The price of oil surrendered some of its recent gains Friday, falling back to near $104 a barrel, as concerns over China's decision to press ahead with painful economic restructuring offset upbeat U.S. economic news.
By early afternoon in Europe, benchmark crude for September delivery was down $1.19 to $104.30 a barrel in electronic trading on the New York Mercantile Exchange. The contract rose 10 cents to $105.49 on Thursday.
The Nymex contract broke above $100 on July 3 for the first time since May 2012 and peaked at slightly above $109 on July 19, pushed higher mostly by falling U.S. crude stockpiles and increased interest from financial investors.

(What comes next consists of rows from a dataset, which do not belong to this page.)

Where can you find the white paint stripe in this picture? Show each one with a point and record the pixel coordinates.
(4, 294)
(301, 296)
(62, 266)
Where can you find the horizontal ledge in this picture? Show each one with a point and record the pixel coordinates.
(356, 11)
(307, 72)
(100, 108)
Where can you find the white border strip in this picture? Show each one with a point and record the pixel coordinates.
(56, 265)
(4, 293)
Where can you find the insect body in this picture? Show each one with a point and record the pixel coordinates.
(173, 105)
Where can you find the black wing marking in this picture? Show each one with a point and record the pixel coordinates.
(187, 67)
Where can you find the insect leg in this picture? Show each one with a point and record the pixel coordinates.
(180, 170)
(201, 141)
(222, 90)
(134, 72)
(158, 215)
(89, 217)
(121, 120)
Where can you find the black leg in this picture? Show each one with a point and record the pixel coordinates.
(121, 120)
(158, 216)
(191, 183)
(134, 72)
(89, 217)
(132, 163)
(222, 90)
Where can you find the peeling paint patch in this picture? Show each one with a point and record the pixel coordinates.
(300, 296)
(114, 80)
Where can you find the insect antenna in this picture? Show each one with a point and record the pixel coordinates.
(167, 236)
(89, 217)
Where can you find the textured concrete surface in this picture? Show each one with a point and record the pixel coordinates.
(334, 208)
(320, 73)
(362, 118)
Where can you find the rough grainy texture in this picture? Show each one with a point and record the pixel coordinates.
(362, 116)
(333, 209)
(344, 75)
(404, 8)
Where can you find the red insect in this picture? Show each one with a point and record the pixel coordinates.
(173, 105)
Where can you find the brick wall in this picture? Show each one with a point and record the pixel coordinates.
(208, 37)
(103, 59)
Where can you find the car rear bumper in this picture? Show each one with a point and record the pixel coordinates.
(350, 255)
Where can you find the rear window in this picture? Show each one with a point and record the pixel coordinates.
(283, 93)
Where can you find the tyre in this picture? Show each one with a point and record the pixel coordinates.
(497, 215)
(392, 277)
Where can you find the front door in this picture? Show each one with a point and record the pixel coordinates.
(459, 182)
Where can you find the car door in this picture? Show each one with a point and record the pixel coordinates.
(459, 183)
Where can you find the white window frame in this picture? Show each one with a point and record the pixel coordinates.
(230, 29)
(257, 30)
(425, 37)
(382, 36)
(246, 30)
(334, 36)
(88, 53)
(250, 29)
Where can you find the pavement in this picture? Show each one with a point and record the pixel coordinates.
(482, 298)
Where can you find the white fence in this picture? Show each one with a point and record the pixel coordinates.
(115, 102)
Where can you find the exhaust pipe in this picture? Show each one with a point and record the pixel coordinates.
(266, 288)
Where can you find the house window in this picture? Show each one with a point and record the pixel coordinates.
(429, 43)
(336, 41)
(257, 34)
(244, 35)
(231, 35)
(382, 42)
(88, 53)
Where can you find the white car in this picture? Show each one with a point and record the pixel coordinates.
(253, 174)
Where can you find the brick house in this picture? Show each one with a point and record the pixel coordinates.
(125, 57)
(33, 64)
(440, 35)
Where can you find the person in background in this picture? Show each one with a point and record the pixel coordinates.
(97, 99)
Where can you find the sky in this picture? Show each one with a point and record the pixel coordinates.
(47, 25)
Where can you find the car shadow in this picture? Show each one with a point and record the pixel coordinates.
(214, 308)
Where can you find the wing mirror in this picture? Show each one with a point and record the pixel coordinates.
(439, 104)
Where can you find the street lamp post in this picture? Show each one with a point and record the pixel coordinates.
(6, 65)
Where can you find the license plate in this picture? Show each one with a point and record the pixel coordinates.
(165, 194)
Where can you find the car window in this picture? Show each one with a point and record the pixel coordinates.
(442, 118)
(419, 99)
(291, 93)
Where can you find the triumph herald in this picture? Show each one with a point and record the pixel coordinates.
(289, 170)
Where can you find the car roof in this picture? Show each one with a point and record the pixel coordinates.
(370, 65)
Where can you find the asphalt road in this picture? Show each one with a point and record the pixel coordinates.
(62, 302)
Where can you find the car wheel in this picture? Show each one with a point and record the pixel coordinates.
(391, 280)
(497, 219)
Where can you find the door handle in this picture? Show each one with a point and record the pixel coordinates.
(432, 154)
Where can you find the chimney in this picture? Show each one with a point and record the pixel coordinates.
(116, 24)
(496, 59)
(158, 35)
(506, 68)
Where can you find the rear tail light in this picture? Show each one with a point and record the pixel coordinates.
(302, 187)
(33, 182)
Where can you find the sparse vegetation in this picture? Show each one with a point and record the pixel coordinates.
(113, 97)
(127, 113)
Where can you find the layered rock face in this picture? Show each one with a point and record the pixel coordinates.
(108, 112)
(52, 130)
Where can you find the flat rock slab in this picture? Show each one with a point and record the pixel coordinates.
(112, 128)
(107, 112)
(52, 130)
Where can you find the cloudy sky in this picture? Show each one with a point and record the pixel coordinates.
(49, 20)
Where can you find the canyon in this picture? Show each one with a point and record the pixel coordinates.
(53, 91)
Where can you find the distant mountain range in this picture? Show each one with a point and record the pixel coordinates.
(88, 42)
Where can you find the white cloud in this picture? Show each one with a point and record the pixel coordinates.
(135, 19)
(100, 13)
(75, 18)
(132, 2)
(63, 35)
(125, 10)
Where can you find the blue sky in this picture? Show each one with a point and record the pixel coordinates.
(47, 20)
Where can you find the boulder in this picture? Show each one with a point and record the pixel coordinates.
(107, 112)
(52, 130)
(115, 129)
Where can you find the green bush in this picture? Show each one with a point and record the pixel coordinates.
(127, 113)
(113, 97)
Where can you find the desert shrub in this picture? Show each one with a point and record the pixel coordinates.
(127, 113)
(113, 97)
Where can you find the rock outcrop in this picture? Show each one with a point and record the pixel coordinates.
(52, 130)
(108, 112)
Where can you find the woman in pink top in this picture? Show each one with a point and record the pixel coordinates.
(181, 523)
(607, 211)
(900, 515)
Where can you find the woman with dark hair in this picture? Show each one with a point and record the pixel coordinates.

On Friday, it was weighed down by signs that China, a major energy consumer, is reluctant to splash out on another round of economic stimulus. The government ordered companies in 19 industries from steel to glass to close some factories to reduce overproduction that has led to price-cutting wars.
The impact of the news offset U.S. figures showing orders for long-lasting factory goods rose in June. The increase suggests companies are more confident in the economy and could boost economic growth and demand for crude in the second half of the year.
"Oil prices are finding themselves unable to profit from the weaker U.S. dollar, the good economic data in the U.S. and Europe or from the ongoing supply risks," said a report from analysts at Commerzbank in Frankfurt. They noted prices are still being weighed down by reports in recent weeks showing U.S. oil production is rising to its highest level since 1990.
Elsewhere, Brent crude, which is traded on the ICE Futures exchange in London, was down 13 cents at $107.52 a barrel.
In other trading on the Nymex:
— Wholesale gasoline rose 0.7 cent to $2.993 a gallon.
— Heating oil fell 0.6 cent to $3.034 a gallon.
— Natural gas shed 1.1 cents to $3.633 per 1,000 cubic feet.